Cuidar de quem cuida: por uma nova política de valorização dos enfermeiros no SNS
Gisela Almeida
Enfermeira SIV, INEM – DRC.
Mestre e Especialista em Enfermagem de Reabilitação / PG em Gestão de Unidades de Saúde.
O Serviço Nacional de Saúde (SNS) enfrenta um dos seus maiores desafios desde a sua criação: garantir a sustentabilidade de um serviço público que continua a ser o maior garante da equidade no acesso à saúde. No centro desta missão estão os profissionais que dão vida ao SNS, em particular os Enfermeiros, cuja dedicação e resiliência têm sustentado o serviço mesmo em momentos de enorme adversidade.
Contudo, apesar do reconhecimento social e político conquistado, a realidade profissional dos Enfermeiros continua marcada por desigualdades estruturais e por uma gestão de recursos humanos que permanece distante dos princípios da valorização e da motivação.
Considero que as negociações em curso entre o Ministério da Saúde e os Sindicatos que representam os Enfermeiros voltam a revelar um problema de fundo: a ausência de uma estratégia verdadeiramente inovadora na gestão das pessoas que sustentam o SNS.
Durante anos, as políticas de saúde centraram-se em reformas estruturais, tecnológicas e financeiras. No entanto, a qualidade e a sustentabilidade do SNS não dependem apenas de equipamentos modernos ou de novos modelos organizativos, dependem sobretudo da capacidade de atrair, reter e valorizar profissionais qualificados e comprometidos. Um sistema que não reconhece a experiência, o mérito e o tempo de serviço dos seus enfermeiros está, inevitavelmente, a fragilizar-se.
Considero urgente a adopção de uma política de Gestão de Recursos Humanos no SNS baseada em três pilares: valorização da experiência profissional, equidade entre vínculos e promoção do bem-estar organizacional. A evidência científica é clara, profissionais satisfeitos e emocionalmente equilibrados prestam cuidados mais seguros, humanizados e eficazes. A felicidade no trabalho não é uma questão secundária, é uma condição essencial para a qualidade assistencial e para a própria sustentabilidade do sistema.
Valorizar os enfermeiros implica ir além do discurso vazio de ação e transformar essa valorização em medidas concretas: reconhecer o tempo de exercício profissional independentemente do contrato, criar percursos de progressão claros e transparentes, e promover ambientes de trabalho saudáveis, onde a autonomia e o respeito sejam práticas quotidianas.

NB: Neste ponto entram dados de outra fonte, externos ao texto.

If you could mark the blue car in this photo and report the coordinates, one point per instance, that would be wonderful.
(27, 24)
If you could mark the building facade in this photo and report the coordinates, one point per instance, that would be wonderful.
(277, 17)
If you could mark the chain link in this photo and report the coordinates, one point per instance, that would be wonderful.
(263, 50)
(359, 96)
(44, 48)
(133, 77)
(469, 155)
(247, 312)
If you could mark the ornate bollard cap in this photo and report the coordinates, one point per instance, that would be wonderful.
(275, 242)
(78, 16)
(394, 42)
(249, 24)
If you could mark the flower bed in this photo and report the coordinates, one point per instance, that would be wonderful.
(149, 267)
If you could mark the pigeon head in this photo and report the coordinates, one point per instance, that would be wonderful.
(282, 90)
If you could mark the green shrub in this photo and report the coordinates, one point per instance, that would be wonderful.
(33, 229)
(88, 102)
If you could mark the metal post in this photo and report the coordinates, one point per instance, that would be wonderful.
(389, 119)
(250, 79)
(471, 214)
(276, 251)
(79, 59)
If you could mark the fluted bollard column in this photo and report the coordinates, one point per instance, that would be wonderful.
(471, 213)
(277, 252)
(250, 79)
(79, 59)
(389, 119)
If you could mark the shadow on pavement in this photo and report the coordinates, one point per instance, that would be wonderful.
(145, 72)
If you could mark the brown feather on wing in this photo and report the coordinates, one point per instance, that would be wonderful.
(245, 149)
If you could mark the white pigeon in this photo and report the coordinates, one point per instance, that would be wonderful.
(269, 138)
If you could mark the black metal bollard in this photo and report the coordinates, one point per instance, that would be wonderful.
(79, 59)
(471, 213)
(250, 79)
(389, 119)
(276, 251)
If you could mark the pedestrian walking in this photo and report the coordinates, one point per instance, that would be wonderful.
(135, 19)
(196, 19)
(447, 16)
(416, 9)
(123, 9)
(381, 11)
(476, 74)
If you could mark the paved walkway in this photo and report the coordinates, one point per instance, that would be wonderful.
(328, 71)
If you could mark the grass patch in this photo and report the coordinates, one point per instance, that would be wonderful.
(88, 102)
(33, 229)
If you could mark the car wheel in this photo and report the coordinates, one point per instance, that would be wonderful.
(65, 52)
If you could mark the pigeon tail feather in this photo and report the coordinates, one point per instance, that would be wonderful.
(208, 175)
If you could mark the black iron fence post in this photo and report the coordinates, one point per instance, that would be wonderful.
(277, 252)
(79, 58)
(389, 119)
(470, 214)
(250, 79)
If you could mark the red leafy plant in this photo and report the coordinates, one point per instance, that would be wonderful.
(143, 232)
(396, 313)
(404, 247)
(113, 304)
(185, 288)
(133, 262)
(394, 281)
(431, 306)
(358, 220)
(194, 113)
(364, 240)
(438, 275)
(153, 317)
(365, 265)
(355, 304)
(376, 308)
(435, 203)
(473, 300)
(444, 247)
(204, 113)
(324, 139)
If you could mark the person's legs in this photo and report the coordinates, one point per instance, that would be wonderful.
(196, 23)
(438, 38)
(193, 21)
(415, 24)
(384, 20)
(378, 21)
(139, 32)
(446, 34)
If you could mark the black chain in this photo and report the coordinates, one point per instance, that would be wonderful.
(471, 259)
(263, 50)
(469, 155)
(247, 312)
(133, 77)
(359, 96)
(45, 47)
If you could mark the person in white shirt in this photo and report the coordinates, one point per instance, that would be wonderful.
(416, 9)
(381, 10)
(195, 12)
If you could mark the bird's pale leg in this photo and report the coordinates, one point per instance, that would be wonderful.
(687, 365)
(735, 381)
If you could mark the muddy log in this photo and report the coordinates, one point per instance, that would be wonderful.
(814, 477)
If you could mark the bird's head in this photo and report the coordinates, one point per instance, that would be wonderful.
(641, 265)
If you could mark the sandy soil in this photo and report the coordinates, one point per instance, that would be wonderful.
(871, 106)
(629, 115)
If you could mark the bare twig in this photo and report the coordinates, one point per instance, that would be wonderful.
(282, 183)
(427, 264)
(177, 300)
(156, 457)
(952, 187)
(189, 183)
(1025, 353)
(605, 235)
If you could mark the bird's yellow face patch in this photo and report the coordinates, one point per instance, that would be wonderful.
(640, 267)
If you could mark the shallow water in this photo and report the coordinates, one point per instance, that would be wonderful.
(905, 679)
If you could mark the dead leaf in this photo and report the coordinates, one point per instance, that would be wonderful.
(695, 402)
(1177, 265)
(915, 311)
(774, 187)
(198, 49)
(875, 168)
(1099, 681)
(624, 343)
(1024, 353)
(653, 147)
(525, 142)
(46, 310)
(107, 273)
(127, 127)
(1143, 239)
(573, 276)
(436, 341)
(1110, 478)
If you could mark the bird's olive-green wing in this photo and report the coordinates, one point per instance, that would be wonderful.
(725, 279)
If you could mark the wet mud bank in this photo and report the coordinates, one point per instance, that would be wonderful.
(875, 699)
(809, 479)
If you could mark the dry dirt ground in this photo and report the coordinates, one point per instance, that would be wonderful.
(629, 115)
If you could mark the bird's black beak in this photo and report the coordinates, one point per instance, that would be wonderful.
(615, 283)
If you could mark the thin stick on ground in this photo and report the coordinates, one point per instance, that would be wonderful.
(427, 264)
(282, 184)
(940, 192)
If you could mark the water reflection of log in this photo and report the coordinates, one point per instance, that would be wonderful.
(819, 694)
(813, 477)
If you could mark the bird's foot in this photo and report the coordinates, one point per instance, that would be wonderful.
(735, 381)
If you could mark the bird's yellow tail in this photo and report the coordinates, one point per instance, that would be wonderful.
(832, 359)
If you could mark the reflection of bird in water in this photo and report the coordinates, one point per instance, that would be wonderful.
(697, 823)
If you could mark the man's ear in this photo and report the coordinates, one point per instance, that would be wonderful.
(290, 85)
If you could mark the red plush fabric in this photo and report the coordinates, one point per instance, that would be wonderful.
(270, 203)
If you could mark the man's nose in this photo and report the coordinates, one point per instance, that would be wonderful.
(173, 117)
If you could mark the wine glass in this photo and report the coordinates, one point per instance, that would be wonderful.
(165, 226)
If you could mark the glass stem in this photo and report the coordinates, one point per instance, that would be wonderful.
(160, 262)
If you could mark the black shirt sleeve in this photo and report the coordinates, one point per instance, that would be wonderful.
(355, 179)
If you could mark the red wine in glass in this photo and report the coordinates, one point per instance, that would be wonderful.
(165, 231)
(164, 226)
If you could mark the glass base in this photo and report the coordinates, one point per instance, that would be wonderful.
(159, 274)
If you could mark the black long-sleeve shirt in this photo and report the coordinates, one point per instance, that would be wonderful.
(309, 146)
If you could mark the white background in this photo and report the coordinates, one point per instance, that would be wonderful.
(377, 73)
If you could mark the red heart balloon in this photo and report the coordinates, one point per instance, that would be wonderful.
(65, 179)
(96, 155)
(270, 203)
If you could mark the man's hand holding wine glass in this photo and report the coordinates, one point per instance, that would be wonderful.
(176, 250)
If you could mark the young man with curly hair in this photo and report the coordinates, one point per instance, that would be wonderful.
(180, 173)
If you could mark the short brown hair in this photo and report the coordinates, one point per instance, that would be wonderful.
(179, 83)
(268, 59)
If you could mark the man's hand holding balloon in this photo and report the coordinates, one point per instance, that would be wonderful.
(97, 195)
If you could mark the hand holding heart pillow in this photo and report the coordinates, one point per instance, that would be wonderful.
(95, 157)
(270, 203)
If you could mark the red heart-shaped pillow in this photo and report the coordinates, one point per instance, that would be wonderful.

Falo, aqui, não apenas como observadora, mas como protagonista desta realidade. Sou enfermeira há dezoito anos no SNS. Vivi as mudanças, as crises, as reformas e, mais recentemente, a mudança profissional entre duas Instituições do SNS, a qual envolveu a transição da carreira de Enfermagem para a carreira especial de Enfermagem. No entanto, essa transição trouxe-me uma desilusão profunda: o meu tempo de serviço, dezoito anos de exercício contínuo no SNS, de dedicação e entrega, não é contabilizado para efeitos de valorização profissional e de carreira. Os decisores políticos e os responsáveis pela Gestão de Recursos Humanos do SNS, consideram esta política gestão justa e equitativa? Ou seja, uma enfermeira com dezoito anos de profissão no SNS ao transitar da carreira de Enfermagem para a carreira especial de Enfermagem fica equiparada na carreira a uma recém- licenciada! Pergunto: é deste modo que vamos motivar e reter talento no SNS?
Sei que este não é um caso isolado, revelando uma estranha forma de se fazer política e de se estar nas Instituições Públicas. Esta desvalorização não é apenas pessoal, é o símbolo de uma cultura de gestão que ainda não compreendeu que cuidar de quem cuida é a base de qualquer serviço de saúde sólido e humano.
Enquanto o Ministério da Saúde e os responsáveis pela Gestão de Recursos Humanos do SNS não reconhecerem plenamente o valor da experiência, do compromisso e da felicidade dos seus profissionais, continuará a perder aquilo que tem de mais precioso: o seu capital humano.
É tempo de transformar as palavras em políticas, e as políticas em práticas que devolvam aos enfermeiros e por consequência, aos cidadãos: um SNS mais justo, equitativo, humanizado e sustentável.